Argo is a Python framework designed to facilitate in silico molecular design by providing a unified interface to a variety of generative models. It allows researchers and developers to easily perform tasks such as de novo design, scaffold decoration, linker generation, and property-guided optimization.
The goal of Argo is to create an accessible and extensible platform for the design-test-learn cycle in drug discovery.
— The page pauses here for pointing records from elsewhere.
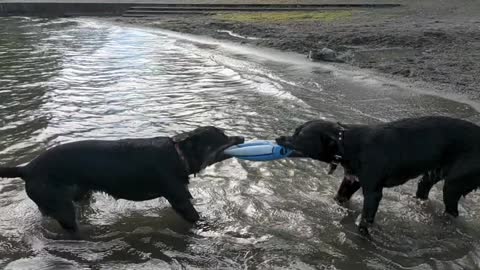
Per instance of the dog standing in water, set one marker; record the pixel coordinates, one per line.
(390, 154)
(131, 169)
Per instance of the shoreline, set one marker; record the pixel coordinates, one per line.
(415, 44)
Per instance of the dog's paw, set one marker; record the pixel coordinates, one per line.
(363, 228)
(363, 231)
(340, 199)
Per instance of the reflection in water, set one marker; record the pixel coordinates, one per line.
(66, 80)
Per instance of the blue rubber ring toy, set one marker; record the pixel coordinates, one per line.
(258, 151)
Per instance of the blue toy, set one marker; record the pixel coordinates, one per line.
(258, 151)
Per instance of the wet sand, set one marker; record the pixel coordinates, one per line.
(432, 42)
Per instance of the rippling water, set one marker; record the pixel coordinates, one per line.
(66, 80)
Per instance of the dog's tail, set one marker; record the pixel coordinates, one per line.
(11, 172)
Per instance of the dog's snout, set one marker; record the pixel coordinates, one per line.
(281, 139)
(238, 139)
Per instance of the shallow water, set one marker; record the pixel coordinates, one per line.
(67, 80)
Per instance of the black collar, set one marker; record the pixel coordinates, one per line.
(182, 157)
(338, 156)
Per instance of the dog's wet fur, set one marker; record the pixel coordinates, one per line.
(390, 154)
(131, 169)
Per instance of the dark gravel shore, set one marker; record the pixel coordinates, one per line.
(437, 42)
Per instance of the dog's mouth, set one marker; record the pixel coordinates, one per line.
(218, 155)
(287, 142)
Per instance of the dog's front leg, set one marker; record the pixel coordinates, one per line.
(371, 200)
(348, 187)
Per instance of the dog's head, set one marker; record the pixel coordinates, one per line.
(204, 146)
(316, 139)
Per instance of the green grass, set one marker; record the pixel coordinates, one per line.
(282, 17)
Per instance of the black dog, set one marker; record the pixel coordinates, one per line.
(132, 169)
(387, 155)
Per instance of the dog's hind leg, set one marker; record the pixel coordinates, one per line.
(454, 189)
(429, 179)
(451, 195)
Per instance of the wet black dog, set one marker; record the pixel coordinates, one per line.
(387, 155)
(131, 169)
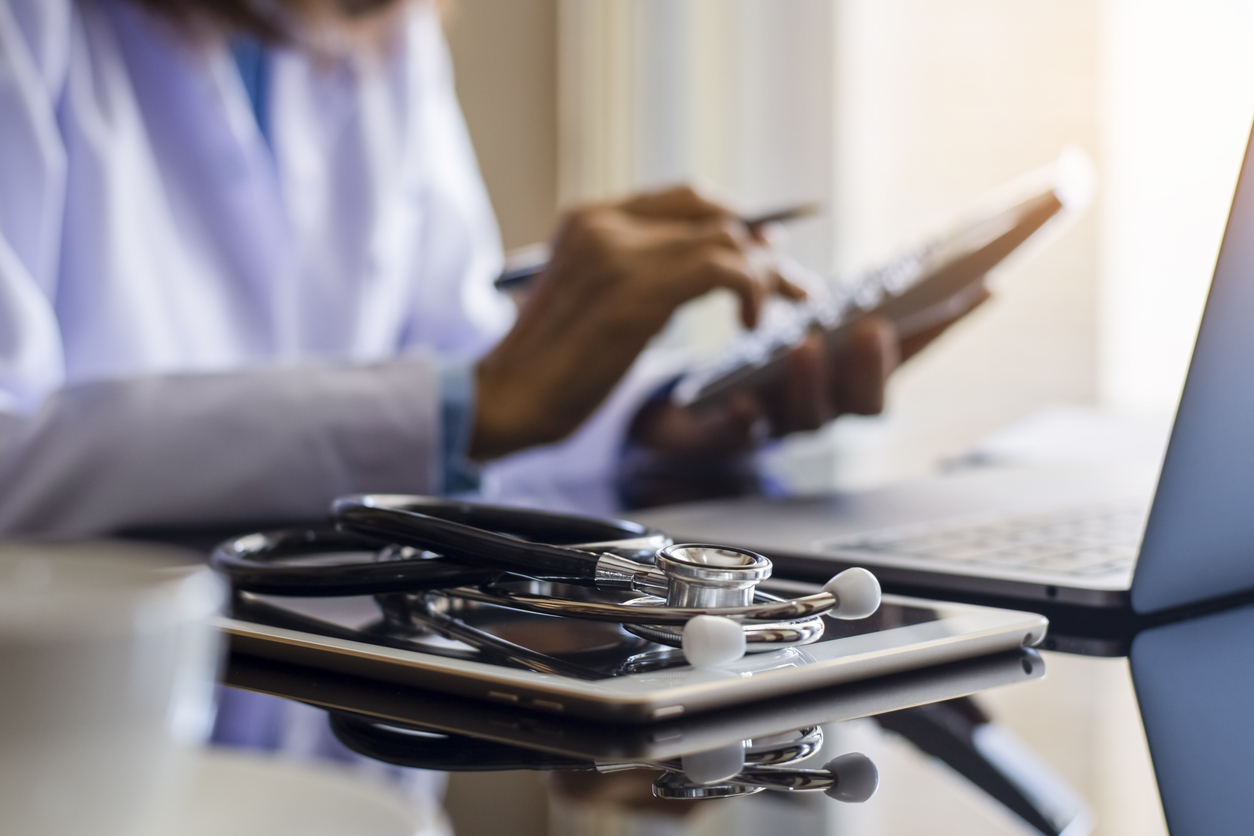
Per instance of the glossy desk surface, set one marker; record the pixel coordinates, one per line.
(1050, 742)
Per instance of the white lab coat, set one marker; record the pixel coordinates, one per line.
(196, 326)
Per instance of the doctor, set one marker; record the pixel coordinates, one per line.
(246, 262)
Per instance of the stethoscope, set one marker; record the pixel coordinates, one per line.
(426, 552)
(741, 768)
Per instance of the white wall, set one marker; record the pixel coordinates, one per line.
(895, 114)
(1178, 98)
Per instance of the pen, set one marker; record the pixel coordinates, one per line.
(526, 262)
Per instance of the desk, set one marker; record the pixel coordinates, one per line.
(1081, 718)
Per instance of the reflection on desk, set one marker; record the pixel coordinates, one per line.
(720, 755)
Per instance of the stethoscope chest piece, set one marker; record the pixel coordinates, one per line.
(702, 598)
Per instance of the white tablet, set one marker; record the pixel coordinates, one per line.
(610, 674)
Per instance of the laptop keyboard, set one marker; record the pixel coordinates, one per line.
(1077, 542)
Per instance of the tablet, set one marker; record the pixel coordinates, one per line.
(607, 742)
(923, 288)
(608, 673)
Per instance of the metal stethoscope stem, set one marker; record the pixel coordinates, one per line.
(700, 597)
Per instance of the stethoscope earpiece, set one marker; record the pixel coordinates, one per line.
(702, 598)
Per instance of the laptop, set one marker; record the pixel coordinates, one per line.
(1080, 538)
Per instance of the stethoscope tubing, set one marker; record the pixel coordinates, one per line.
(261, 563)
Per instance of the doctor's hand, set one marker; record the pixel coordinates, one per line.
(616, 273)
(814, 390)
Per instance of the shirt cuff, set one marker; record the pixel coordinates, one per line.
(459, 475)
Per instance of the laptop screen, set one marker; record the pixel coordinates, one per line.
(1199, 540)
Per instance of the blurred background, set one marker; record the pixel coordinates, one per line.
(897, 114)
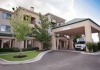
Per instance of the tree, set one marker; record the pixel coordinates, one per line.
(76, 37)
(41, 33)
(20, 27)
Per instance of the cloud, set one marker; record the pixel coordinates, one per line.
(62, 8)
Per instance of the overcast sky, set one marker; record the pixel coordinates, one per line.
(67, 9)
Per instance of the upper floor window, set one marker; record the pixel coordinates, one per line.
(5, 15)
(5, 28)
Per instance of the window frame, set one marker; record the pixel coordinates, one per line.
(6, 29)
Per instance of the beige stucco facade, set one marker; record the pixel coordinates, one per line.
(86, 27)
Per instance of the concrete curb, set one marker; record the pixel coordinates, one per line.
(5, 62)
(82, 52)
(96, 53)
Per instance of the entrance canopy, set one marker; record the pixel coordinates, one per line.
(77, 27)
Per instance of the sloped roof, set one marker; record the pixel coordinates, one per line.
(55, 16)
(76, 20)
(6, 10)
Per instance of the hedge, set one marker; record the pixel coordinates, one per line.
(17, 49)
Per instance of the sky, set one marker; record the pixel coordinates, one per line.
(67, 9)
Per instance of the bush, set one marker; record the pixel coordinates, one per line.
(98, 44)
(89, 46)
(92, 47)
(9, 50)
(17, 49)
(30, 49)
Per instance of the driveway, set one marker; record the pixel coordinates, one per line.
(60, 60)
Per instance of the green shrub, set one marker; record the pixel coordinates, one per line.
(98, 44)
(9, 50)
(30, 49)
(17, 49)
(46, 46)
(89, 46)
(92, 47)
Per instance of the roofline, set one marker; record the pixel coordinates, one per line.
(26, 10)
(78, 22)
(55, 16)
(6, 10)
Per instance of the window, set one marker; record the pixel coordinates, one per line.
(5, 28)
(5, 15)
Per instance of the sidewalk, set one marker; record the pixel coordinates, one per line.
(4, 62)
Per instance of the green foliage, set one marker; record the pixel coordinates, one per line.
(9, 50)
(92, 47)
(41, 33)
(76, 37)
(20, 27)
(98, 44)
(17, 49)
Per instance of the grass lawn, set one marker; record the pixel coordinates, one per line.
(30, 55)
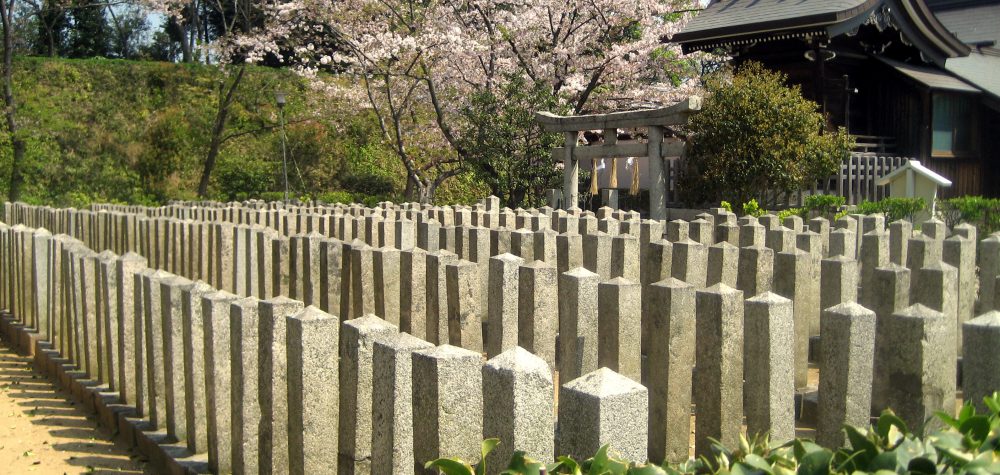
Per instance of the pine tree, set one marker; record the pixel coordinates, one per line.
(90, 35)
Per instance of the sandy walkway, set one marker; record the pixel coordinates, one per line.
(43, 431)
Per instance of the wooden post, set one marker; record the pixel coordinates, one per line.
(657, 181)
(571, 172)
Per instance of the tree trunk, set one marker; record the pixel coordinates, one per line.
(10, 109)
(221, 116)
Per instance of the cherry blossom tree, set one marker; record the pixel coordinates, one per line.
(416, 60)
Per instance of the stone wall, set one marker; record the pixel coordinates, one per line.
(269, 338)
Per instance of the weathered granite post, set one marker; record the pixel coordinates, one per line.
(603, 407)
(677, 230)
(848, 348)
(465, 326)
(193, 334)
(597, 253)
(891, 291)
(921, 252)
(503, 304)
(517, 389)
(437, 295)
(311, 348)
(688, 261)
(362, 280)
(756, 270)
(960, 253)
(900, 232)
(874, 254)
(625, 257)
(355, 437)
(989, 270)
(577, 322)
(244, 327)
(447, 404)
(619, 327)
(153, 345)
(718, 383)
(981, 361)
(843, 242)
(723, 264)
(392, 406)
(838, 281)
(129, 327)
(669, 363)
(793, 279)
(273, 370)
(171, 306)
(413, 296)
(387, 283)
(770, 380)
(921, 370)
(752, 234)
(538, 312)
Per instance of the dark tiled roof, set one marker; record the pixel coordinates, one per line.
(731, 17)
(979, 68)
(973, 24)
(933, 78)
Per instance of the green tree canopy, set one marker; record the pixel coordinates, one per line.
(506, 148)
(755, 137)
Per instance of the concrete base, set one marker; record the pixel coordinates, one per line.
(164, 457)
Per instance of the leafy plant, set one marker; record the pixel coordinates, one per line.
(824, 205)
(800, 212)
(969, 443)
(893, 208)
(984, 213)
(755, 137)
(505, 147)
(456, 466)
(751, 208)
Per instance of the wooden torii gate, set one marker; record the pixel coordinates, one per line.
(654, 149)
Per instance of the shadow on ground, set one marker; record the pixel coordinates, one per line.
(43, 430)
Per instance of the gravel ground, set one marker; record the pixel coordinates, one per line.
(43, 430)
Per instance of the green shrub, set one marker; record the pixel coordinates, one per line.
(893, 208)
(345, 197)
(970, 443)
(755, 137)
(274, 196)
(984, 213)
(800, 212)
(824, 205)
(751, 208)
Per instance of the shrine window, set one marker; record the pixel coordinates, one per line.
(953, 121)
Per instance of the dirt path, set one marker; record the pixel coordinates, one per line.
(43, 431)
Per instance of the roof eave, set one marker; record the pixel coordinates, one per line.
(787, 25)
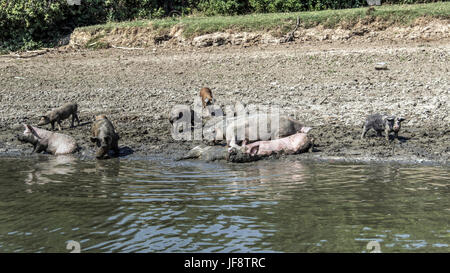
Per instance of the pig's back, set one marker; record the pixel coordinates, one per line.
(61, 144)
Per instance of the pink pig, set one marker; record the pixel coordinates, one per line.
(292, 144)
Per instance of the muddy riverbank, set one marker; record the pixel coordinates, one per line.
(329, 85)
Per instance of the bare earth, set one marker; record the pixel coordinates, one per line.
(330, 86)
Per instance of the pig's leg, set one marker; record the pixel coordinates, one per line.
(37, 148)
(363, 135)
(386, 132)
(78, 120)
(40, 148)
(59, 124)
(311, 148)
(116, 147)
(73, 120)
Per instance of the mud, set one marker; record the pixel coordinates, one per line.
(331, 86)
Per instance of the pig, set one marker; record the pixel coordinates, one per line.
(47, 141)
(296, 143)
(381, 123)
(59, 114)
(182, 113)
(104, 136)
(206, 95)
(249, 127)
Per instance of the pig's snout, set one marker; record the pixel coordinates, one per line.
(101, 152)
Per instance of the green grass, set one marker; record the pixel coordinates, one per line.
(283, 22)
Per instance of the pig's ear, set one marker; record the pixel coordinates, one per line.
(108, 139)
(306, 129)
(28, 127)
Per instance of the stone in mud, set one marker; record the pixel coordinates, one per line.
(207, 153)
By providing a common interface for different generative models and a standardized way to define generation tasks, Argo aims to accelerate research and development in this area.
Argo provides a unified interface for the following generative models and tasks:
| Model | De Novo | Biased Generation | Scaffold Decoration | Linker Generation | Property Optimization |
|---|---|---|---|---|---|
| SAFE-GPT | ✅ | - | ✅ | ✅ | - |
| GEM | ✅ | ✅ | - | - | - |
| f-RAG | - | - | ✅ | ✅ | ✅ |
| MolMIM | - | ✅ | - | - | ✅ |
Here is a comprehensive example demonstrating a typical workflow with Argo.
import pandas as pd
from rdkit import Chem
from argo.gen_models import GenerationModel, GenerationTask
from argo.utils import clean_smiles
# --- 1. Load and Prepare Data ---
# Create a dummy dataframe for demonstration
data = {'smiles': ['O=C(c1ccccc1)c1ccc(O)cc1', 'c1ccccc1C(=O)c1c(O)cccc1O']}
df = pd.DataFrame(data)
# --- 2. Clean SMILES ---
cleaned_smiles = [clean_smiles(smi) for smi in df['smiles']]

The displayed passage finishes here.